ドレスデン国立美術館展に「窓辺で手紙を読む女」が展示されます。
じま、興奮気味ですっ!

私、夢なんです。
死ぬまでにフェルメールの作品をすべて見ること。
大学の西洋美術史の授業でで「牛乳を注ぐ女」でフェルメールの虜になりました。
フェルメールは生涯に35点しか作品を残していません。
1点は盗まれてしまってないですが、残りの34点は死ぬまでに絶対に目にしたい!

1995年にパリで開催された「フェルメール展」。
あの時、学生だったし、金もないしで行けなかった。
今思えば、金を借りてでも行けばよかった。
もうあんな珍しい展覧会は開かれないだろうから。

去年開催された「ウィーン美術史美術館展」では念願の「アトリエの画家」を見ることが出来ました。
これはかなり思い入れのある作品。
だって。だって。だって。

ウィーン美術史美術館へ行って見れなかったんだものっ!!

あの時の悔しさったらない。
美術館のどの部屋のどこに展示してあるかもしっかり調べていったのに。
そこには「アトリエの画家」はなかった…。
修復中だかなんだかでさ。

なのでウィーン美術史美術館展を開催するって聞いたときは涙が出るかと思った。
実際、去年美術展に行って、「アトリエの画家」の前に立ったとき。
初めてです。
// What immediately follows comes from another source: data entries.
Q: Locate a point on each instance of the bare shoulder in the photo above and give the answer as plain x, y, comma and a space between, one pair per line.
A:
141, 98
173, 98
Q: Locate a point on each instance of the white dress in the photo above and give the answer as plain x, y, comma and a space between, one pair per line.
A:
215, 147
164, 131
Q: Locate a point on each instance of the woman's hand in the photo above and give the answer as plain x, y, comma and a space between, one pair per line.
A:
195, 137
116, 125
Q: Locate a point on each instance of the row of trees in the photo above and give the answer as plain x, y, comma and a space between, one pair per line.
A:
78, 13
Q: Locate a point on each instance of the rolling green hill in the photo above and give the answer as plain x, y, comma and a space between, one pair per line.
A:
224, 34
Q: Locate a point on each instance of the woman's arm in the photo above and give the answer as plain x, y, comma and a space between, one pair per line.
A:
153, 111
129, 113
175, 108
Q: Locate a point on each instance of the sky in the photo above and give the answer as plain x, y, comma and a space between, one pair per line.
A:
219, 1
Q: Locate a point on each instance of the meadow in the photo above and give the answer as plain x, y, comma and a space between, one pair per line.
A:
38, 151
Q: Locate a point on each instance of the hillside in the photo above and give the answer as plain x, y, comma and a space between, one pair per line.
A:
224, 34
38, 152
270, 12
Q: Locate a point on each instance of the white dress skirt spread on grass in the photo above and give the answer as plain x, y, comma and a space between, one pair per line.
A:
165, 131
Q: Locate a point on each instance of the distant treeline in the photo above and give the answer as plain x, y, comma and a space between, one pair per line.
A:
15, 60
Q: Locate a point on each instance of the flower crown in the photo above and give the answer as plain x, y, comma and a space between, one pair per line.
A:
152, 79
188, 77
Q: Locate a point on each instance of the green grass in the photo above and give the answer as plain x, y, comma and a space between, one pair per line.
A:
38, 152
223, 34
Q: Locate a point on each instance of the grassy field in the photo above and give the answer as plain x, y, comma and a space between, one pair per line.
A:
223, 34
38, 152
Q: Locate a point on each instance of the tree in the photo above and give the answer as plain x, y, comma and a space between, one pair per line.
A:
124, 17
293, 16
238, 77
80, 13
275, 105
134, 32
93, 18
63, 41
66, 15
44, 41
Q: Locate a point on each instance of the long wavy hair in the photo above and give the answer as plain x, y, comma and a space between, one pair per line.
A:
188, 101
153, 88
絵を見て泣いたの。
本当にすばらしい作品でした。20分ぐらいかな。足が動かなかったし。
あの女性の表情、あのほんのりもやのかかったような空気感、点描画のような画法で描かれた光の表現、そして特徴的なレモンイエローとラピスラズリのブルー。
あの統一された空間の表現は言葉が出てこなかったです。

今までに見たのは4点。
「窓辺で手紙を読む女」で5点目。
本当に楽しみ。いまからうずうずしてます。

しかし、あと30点もある・・・。
はー。オランダとアメリカとイギリスに行きたい。
お金貯めよ。。。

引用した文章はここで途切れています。